In Monster Culture: (Seven Theses), Jeffrey Jerome Cohen offers a reading of monsters as symbolic constructs that embody specific cultural moments, difference made flesh. They appear to us as grotesque spectacles that trouble the borders of existence such as: the animate corpse, a man-eating plant, or a murderous child. Monsters surface frequently in Magic: the Gathering on the cards that players collect and construct decks with. A highly developed mythos informs the game that is set in the Multiverse: a macrocosm comprised of countless planes of existence, where a dazzling array of beasts and horrors abound. In 2010, Wizards of the Coast (the game maker) introduced a new creature into the lore, the most terrifying and improbable species in the entire Multiverse. But what would the monster par excellence look like and behave in a world where monstrosity reigns, where demons, giants, and dragons are everyday occurrences? Enter Magic’s interpretation of the symbolic Other: the Eldrazi Titans and their progeny. They are transgressive not only in their creature design and visual appearance, but in their unique interactions within actual gameplay.
The Monster of monsters do not resemble or act like any other Magic cards previously printed. Unlike werewolves and vampires the Eldrazi have little in the way of cultural context. All Eldrazi descend from three massive primordial Titans, Ulamog, Kozilek, and Emrakul, who live to consume, but are never satiated. Their very presence dissipates reality and inspires madness.

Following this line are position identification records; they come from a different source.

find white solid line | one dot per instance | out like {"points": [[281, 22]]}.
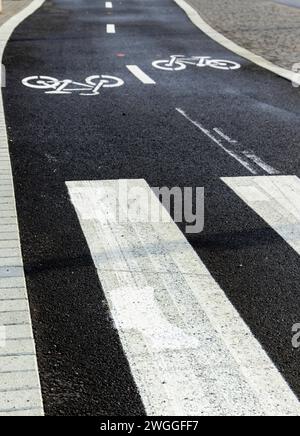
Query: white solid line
{"points": [[258, 161], [139, 74], [276, 199], [189, 351], [249, 154], [110, 28], [231, 153], [235, 48], [13, 356]]}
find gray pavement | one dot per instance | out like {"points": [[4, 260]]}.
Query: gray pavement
{"points": [[12, 7], [267, 28]]}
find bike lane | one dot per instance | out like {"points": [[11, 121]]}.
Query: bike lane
{"points": [[134, 131]]}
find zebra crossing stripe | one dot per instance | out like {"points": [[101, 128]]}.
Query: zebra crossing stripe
{"points": [[190, 352], [276, 199]]}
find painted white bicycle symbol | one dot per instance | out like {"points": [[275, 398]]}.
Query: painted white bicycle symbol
{"points": [[179, 62], [92, 84]]}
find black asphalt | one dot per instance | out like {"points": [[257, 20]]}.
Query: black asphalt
{"points": [[135, 132]]}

The Eldrazi creature design pays homage to the works of John Bottin, H.P. Lovecraft and H.R. Giger: they are simultaneously humanoid and alien, skittering insects with tentacles or dozens of eyeballs, floating appendages, uterine canals, bulbous flesh sacks and exoskeletons.
But what truly distinguishes the Eldrazi from their monstrous cohorts is how their abject form is represented in the mechanics of the game. The cards themselves subvert normal gameplay with unique Eldrazi abilities, in particular their status as Devoid, or colorless. Magic: the Gathering’s philosophical framework is constructed around the color wheel. White represents organization, Blue symbolizes logic, Red refers to impulse, Green to instinct, and Black to self-concern. Within those terms, the colorless Eldrazi are defined by their lack, their monstrous ambiguity. Monsters threaten both individuals and “the cultural apparatus through which individuality is constituted and allowed.” (Cohen, 12). The very existence of colorless Eldrazi defy categorical definition.
The Eldrazi are Wizards of the Coast’s attempt to render abjection within Magic’s core game mechanics. The illustrative paper cards, though enchanting, are mere pieces within the true medium of the game: the abstract rules structure communicated through the text of those cards. The meat is in the interactions, which the Eldrazi uniquely disrupt.
Affects of play mechanics
Hey Hannah, great post, thanks for getting this week started. What is so interesting to me about how you construct the Eldrazi is how abjection is so perfectly communicated within the game when playing, for example, one of the titans. There's just this really great connection between the aesthetic of the art and the storyline that accompanies the game that is rendered so well when one of these creatures hits the table. And, I'm not sure I ever feel that same way with the other types you describe, or at least it isn't so overwhelming to the point where you want to concede immediately. It would be really interesting to think about which gameplay mechanics, more generally, elicit particular affects because I think your post perfectly captures the feeling of this one. I'm just thinking out loud but I'm wondering if you think this could be extended to other mechanics or deck archetypes like burn, or control, etc.?
Hi Adam, Thanks for your
Hi Adam, Thanks for your question! The short answer is absolutely, Wizards of the Coast intentionally designs mechanics with affectation in mind. Just off the top of my head--for Werewolves on the plane of Innistrad, for example, Wizards created double-sided cards, which start off as Human creatures and then "flip" into Werewolves when no significant action is taken during a turn, representing the stillness of nighttime. You also mentioned control decks, or decks that fall under the archetype of controlling mechanics that constrict potential actions an opponent can take in a game. The primary goal of control decks is to control the tempo of the game to establish an inevitable outcome where the control player wins. What's interesting here is that a TON of mechanics fall under this mantle of "control" that also bleed over into different archetypes, and there are different types of control decks that don't look or perform like each other at all. At the competitive level, Magic players attempt to eschew affectation. The goal is to win, and aesthetics don't matter.